Season 2 (the best season in my opinion) is about the theme of change; Midge happily juggles between her old life and the new one, while the audience visits not one, but two scenic locations. Rose (Midge’s mother) realizes she might not be as happy as she put out to the world and moves to… France! These episodes provide the audience with an opportunity that shows them a different side of the stone-cold Weissman Family. It turns out that they are funny and lovable, too. Season 2 takes a small step back from Midge and shows the audience the people who influence her shows, and in return, she influences them (as observed in Rose’s sudden move to France in S-2, and Abe’s career decisions in S-3).
After a few episodes in France, The Weismann Family (Midge’s parents) take their annual trip to the Catskills, a popular American-Jew destination between the 1920s to 1970s. In a way, the episodes show Midge in her comfort zone, but she is forced to move on by a new love interest played by Zachary Levi (who most definitely stole my heart), and Midge’s agent on the clock to get her career on track. The plot is always striking and unpredictable; it does not follow your typical protagonist arc.
Another reason to praise this show is for its Creator’s (Amy Sherman-Palladino) ability to organically pay her respects and lift the communities who have long been disregarded on TV. The Marvelous Mrs. Maisel is a breakthrough for the Jewish presence on screen. In both seasons 1 and 2, Sherman-Palladino comically describes to the viewer what Jewish weddings should look like and shows them the tragic turnouts, too. In season 3, the viewers experience a typical circumcision ceremony gone unappreciated by other family problems; the result is very funny as expected. Finally, the Rabbi might be the most popular character whom we don’t get to see enough on screen. The Jewish jokes are definitely the highlight of The Marvelous Mrs. Maisel.
Moreover, Sherman-Palladino does not think it is only Jews who can showcase their talent in the series. Season 3 distracts the audience with Shy Baldwin (played by Leroy McClain) who almost steals the light with his charisma. McClain portrays an African American male singer with an angelic voice. Midge nails a job to open for Baldwin and they become close friends. The plot twist reveals that Baldwin was gay all along, and the audience gets to imagine the hardships of Baldwin’s inner trauma as a gay man of color in the 60s. Again, Sherman-Palladino so gracefully blends an intimate topic with the rest of the feminist agenda of The Marvelous Mrs. Maisel and gets an A+.
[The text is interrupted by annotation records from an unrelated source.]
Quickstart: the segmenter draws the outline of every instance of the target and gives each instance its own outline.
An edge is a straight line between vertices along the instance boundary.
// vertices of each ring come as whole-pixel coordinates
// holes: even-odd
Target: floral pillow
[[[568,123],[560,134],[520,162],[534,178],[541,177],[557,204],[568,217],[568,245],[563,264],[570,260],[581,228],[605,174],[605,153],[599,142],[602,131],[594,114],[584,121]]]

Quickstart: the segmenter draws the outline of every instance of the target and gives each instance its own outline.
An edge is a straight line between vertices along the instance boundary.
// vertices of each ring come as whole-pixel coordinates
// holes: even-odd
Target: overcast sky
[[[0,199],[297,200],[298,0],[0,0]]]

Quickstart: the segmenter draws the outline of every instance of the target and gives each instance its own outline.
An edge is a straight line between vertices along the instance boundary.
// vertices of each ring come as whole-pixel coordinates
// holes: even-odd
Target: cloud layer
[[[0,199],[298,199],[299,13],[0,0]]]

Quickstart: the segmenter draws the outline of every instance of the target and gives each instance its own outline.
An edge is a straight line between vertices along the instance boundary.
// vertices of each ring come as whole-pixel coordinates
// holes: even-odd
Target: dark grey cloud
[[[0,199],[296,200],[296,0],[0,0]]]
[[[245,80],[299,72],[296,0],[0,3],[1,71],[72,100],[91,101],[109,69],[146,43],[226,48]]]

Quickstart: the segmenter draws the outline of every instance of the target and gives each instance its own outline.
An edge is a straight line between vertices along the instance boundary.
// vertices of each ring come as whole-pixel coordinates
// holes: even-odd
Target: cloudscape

Charisma is the word that defines this show. Rachel Brosnan is a charming actor who can have chemistry with a garbage can on the screen—just like her character Midge Maisel. And luckily, it runs on the family! Abe and Rose Weismann are equally fun to watch on screen and the audience might involuntarily find themselves wondering about what the Weismann’s do while the audience is busy watching Midge perform (I could happily watch a show solely based on the pair).
The Marvelous Mrs. Maisel is a must-watch for many reasons, but for the sake of narrowing down the long list I talked about a few above: It is not a binge-worthy show. It requires your full attention to appreciate the blend of its advocacy driven platform with comedy. Plus, it has a charismatic ensemble.